Choice Neighborhoods grants are designed to pair new affordable housing with investments that benefit the existing residents who stay put — including home repair funds, homeownership assistance, and neighborhood infrastructure upgrades. Here is what the project looks like and how homeowners can position themselves to benefit.
What the $50 Million Pays For
The CNI grant is the federal seed money for a plan that includes roughly 1,100 new and rehabilitated housing units across the three neighborhoods. Alongside the housing, the plan funds a new Smithfield public library, a workforce development center, an early-learning center, a senior living development, and mixed-use commercial space. City officials have also earmarked Choice dollars for tree planting, dedicated bike lanes, and — importantly for existing owners — renovation funding for homes and small businesses already in the footprint.
The $50 million HUD award is being layered with local, state, and private dollars to reach the full $282.9 million program budget. That leverage is why a single grant can support both new construction and help for people already on the block.
Timeline: Where the Project Stands in 2026
As of the city's most recent community update in late 2025, Birmingham is preparing to break ground on Phase One this spring (2026). Phase One is the redevelopment of the former Jefferson County Committee for Economic Opportunity (JCCEO) building. Phase Two — a multifamily housing development near A.H. Parker High School — is scheduled to begin construction in 2027.
Some longtime residents have voiced frustration with the pace, while city officials point to the engineering, architectural, and financing work that has to happen before a shovel hits dirt on a project of this size.
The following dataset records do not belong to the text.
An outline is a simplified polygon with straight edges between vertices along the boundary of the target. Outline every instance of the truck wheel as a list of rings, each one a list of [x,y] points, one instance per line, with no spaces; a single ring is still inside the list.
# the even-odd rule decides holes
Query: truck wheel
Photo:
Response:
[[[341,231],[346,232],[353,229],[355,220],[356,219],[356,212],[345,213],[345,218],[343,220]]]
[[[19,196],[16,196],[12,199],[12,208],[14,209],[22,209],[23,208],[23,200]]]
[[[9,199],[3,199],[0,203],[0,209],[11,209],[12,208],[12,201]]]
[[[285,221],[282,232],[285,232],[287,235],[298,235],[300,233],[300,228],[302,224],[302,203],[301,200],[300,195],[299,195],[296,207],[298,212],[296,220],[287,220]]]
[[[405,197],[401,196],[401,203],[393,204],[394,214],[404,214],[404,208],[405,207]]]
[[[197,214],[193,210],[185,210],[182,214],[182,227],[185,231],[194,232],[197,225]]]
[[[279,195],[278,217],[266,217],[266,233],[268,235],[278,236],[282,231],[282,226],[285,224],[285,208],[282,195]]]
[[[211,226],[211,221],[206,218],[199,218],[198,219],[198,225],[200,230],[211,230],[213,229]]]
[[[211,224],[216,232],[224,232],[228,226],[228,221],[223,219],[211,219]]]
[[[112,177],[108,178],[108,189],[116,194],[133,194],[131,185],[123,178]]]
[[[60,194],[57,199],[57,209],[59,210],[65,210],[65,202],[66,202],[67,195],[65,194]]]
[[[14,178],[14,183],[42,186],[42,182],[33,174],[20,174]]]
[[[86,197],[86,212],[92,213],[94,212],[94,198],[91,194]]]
What This Means If You Already Own a Home Here
Choice Neighborhoods grants include dollars earmarked for existing homeowners — federal rules require the city to minimize displacement and keep long-term residents in place. Based on the approved plan, Smithfield, College Hills, and Graymont homeowners can expect access to:
- Home repair and rehabilitation grants or low-interest loans for roofs, HVAC, plumbing, and code-related repairs
- Down payment and homeownership assistance for renters in the target neighborhoods who want to buy
- Infrastructure upgrades (sidewalks, lighting, stormwater) that typically lift surrounding property values
- A new workforce development center and early-learning center that can boost household income and reduce childcare costs
Specific application windows, income limits, and award amounts for the homeowner repair and down-payment programs have not yet been published. They are expected to roll out alongside Phase One construction.
How to Get on the List
Homeowners in the 35204 and 35208 ZIP codes — the heart of the Choice footprint — should do three things now. First, contact the Housing Authority of the Birmingham District and ask to be added to the Choice Neighborhoods resident contact list so you receive program notices directly. Second, gather your deed, recent property tax bill, mortgage statement, and homeowner's insurance declarations page; these are standard documents for any repair-grant or down-payment application. Third, get a written repair estimate so you are ready to submit a scope of work the moment applications open.
Birmingham's District 3 council office and the Mayor's Office of Economic Opportunity are the primary points of contact for residents who want early information on homeowner programs tied to the grant.
Bottom Line
For homeowners already rooted in Smithfield, the most valuable pieces of this $50 million award are likely to be the home repair funds and homeownership assistance programs that accompany the headline construction. Getting on the city and Housing Authority's contact lists now is the simplest step to make sure you do not miss those application windows as they open over the next two years.